• Step 2 Capital gain you are taken to have made

    Attention

    Warning:

    This information may not apply to the current year. Check the content carefully to ensure it is applicable to your circumstances.

    End of attention

    If you are a beneficiary who is entitled to a share of a trust's net capital gain you are taken to have made the following extra capital gains in addition to those you have made from CGT events.

    You may be a beneficiary who is entitled to a share of the income of a trust that includes a capital gain reduced by the CGT discount or the small business 50% active asset reduction. In this case, you need to gross up the capital gain by multiplying it by two. This grossed-up amount is an extra capital gain.

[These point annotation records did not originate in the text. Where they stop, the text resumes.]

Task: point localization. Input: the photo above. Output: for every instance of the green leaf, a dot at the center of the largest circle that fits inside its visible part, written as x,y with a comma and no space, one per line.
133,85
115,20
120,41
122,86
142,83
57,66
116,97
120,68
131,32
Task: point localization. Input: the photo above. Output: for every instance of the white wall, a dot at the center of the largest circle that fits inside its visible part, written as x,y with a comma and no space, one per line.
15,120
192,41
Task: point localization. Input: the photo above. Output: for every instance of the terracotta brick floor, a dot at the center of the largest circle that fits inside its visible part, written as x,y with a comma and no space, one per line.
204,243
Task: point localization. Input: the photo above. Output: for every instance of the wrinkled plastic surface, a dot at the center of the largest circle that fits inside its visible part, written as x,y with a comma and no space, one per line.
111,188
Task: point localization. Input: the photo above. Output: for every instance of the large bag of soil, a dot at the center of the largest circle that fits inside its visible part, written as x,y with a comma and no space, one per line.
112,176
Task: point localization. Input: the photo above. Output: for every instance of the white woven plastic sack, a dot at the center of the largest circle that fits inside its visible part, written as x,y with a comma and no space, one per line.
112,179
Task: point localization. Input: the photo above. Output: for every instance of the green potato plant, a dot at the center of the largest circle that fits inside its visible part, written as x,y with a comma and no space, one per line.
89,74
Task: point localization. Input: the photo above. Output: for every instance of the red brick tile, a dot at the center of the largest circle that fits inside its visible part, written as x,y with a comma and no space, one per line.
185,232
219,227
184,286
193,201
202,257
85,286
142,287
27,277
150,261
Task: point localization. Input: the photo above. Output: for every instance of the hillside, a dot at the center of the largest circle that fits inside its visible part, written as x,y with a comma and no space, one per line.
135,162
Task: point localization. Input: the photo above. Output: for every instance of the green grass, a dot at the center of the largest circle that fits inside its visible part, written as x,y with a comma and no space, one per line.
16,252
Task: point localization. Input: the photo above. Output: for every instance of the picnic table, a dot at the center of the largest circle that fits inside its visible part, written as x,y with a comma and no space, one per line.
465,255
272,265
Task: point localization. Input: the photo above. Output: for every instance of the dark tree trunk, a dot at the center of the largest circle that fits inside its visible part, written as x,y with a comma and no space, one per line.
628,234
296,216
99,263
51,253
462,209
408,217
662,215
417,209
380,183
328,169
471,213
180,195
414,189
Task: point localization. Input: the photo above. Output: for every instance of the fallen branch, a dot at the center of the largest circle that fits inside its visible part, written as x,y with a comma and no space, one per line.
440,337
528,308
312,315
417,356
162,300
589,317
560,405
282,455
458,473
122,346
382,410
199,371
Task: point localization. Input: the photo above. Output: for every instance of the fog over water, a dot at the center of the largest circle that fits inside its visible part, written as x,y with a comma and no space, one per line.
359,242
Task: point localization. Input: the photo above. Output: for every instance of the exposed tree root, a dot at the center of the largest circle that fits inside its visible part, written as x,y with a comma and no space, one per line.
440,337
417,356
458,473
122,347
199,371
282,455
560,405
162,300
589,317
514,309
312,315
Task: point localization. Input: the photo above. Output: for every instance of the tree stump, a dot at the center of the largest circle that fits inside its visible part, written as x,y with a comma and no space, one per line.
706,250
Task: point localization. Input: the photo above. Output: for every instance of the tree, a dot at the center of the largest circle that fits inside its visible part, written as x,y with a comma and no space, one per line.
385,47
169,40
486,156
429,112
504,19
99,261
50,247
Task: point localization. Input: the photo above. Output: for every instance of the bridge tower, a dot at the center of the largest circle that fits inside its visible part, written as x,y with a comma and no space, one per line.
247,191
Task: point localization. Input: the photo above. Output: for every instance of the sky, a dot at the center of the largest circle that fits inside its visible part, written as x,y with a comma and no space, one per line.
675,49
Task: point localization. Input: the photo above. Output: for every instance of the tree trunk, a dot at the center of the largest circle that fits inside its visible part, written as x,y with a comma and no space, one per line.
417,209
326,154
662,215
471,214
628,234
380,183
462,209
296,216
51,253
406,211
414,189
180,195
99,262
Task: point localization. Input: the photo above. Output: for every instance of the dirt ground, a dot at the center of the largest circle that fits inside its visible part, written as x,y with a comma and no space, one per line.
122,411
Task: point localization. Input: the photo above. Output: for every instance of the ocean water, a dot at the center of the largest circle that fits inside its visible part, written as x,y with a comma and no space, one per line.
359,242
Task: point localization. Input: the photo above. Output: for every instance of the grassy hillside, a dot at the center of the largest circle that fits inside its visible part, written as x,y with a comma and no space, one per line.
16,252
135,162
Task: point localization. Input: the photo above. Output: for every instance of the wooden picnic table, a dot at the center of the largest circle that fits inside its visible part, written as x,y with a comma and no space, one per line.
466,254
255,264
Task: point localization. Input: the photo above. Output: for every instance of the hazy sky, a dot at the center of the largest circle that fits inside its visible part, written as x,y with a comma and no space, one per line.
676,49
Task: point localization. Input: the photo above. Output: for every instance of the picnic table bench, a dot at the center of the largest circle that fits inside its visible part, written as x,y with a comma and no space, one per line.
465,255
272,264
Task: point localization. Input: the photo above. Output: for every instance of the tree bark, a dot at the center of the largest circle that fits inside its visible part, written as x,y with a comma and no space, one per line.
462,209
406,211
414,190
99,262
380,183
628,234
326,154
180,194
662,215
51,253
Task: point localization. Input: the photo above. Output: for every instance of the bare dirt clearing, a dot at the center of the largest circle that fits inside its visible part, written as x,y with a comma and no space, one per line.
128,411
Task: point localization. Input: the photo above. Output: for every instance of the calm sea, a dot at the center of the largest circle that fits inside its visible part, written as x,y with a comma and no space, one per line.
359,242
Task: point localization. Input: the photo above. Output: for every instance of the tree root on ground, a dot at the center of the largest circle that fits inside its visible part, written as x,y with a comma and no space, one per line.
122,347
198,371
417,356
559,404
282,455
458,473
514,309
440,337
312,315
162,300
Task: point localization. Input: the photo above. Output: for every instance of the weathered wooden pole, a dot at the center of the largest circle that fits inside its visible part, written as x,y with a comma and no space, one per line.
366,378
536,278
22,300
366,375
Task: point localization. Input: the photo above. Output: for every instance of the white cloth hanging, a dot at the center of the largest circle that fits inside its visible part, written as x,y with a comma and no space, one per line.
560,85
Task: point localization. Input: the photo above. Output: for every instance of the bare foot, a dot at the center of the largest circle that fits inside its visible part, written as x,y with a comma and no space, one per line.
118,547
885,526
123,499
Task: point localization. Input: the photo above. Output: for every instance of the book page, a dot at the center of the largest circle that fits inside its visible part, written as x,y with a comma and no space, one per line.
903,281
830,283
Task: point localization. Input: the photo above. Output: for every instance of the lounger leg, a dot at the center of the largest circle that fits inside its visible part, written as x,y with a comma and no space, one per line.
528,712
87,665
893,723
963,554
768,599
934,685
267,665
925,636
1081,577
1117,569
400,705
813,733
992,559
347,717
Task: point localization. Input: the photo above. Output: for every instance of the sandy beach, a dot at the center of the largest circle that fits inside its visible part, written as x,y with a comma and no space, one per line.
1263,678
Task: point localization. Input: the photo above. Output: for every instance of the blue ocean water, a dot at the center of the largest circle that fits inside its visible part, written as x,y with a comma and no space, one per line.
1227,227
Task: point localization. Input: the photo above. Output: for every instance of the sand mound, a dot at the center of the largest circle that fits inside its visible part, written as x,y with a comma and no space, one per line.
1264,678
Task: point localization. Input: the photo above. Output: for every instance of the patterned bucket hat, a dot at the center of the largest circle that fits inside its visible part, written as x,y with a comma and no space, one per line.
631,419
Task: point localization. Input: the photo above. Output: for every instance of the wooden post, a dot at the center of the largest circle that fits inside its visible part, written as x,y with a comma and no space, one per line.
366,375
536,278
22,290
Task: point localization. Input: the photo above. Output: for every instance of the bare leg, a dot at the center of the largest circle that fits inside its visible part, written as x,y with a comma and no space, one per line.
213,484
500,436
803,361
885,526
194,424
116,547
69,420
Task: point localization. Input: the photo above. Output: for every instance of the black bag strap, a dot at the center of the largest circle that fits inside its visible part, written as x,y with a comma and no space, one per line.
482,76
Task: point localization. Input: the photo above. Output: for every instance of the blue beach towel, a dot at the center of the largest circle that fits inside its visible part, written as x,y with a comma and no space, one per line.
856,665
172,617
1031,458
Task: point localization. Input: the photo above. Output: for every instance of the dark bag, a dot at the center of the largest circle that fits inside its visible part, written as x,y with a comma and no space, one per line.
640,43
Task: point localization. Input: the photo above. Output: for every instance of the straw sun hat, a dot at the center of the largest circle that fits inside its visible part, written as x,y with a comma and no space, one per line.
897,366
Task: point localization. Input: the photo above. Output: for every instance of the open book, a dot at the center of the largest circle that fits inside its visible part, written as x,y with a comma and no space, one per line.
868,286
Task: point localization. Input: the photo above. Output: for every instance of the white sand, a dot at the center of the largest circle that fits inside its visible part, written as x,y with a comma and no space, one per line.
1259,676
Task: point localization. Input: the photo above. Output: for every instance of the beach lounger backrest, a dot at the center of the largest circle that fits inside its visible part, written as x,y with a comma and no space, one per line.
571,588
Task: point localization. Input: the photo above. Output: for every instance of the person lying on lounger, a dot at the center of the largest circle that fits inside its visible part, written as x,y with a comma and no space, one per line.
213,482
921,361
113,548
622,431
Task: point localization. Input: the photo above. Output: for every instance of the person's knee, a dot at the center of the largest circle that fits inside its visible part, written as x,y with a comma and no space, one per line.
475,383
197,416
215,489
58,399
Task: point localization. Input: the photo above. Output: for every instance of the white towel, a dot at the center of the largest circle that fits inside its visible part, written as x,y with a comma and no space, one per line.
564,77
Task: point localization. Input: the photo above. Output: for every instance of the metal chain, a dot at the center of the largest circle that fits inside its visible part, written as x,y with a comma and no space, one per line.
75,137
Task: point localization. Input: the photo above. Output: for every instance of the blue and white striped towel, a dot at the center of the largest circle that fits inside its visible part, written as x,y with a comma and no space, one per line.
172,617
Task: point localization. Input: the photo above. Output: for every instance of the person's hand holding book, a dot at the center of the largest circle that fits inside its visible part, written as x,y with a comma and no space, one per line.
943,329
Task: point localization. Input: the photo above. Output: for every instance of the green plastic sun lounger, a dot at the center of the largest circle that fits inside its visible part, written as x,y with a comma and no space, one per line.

    You multiply by four your share of any part of the net capital gain from a trust that the trust has reduced by both the CGT discount and the small business 50% active asset reduction. This grossed-up amount is an extra capital gain.

    If you are entitled to any part of the net capital gain from a trust that the trust has not reduced by one of these concessions, then that amount is an extra capital gain.

    No double taxation

    You are not taxed twice on these extra capital gains because you did not include your capital gains from the trust at item 12 on your tax return. You can apply the CGT discount to trust gains calculated using the discount method after you have applied your capital losses.

    These extra capital gains are taken into account in working out your net capital gain for the income year. You include them at step 2 in part B or part C.

    Example - Distribution where the trust claimed concessions

    Serge is a beneficiary in the Shadows Unit Trust. He receives a distribution of $2,000 from the trust. This distribution includes $250 of net income remaining after a $1,000 capital gain made by the trustee was reduced by the CGT discount and the small business 50% active asset reduction.

    Serge has also made a capital loss of $100 from the sale of shares.

    He calculates his net capital gain as follows:

    Gross up the share of the trust's net
    capital gain ($250) by multiplying by 4

    $1,000

    Deduct capital losses

    $100

     

    $900

    Apply the CGT discount of 50%

    $450

     

    $450

     

     

    Apply the 50 per cent active asset reduction

    $225

    Net capital gain

    $225

    Serge will show $1,000 at H item 17 on his tax return, which is his total current year capital gain. His net capital gain to be shown at A item 17 on his tax return is $225. He will show a trust distribution of $1,750 ($2,000 - $250) at U item 12 on his tax return.

    End of example

    Applying the concessions

    Remember that you must use the same method as the trust to calculate your capital gain.

    This means you cannot apply the CGT discount to capital gains distributed to you from the trust calculated using the indexation method or 'other' method.

    Also, you can only apply the small business 50% active asset reduction to grossed-up capital gains to which the trust applied that concession.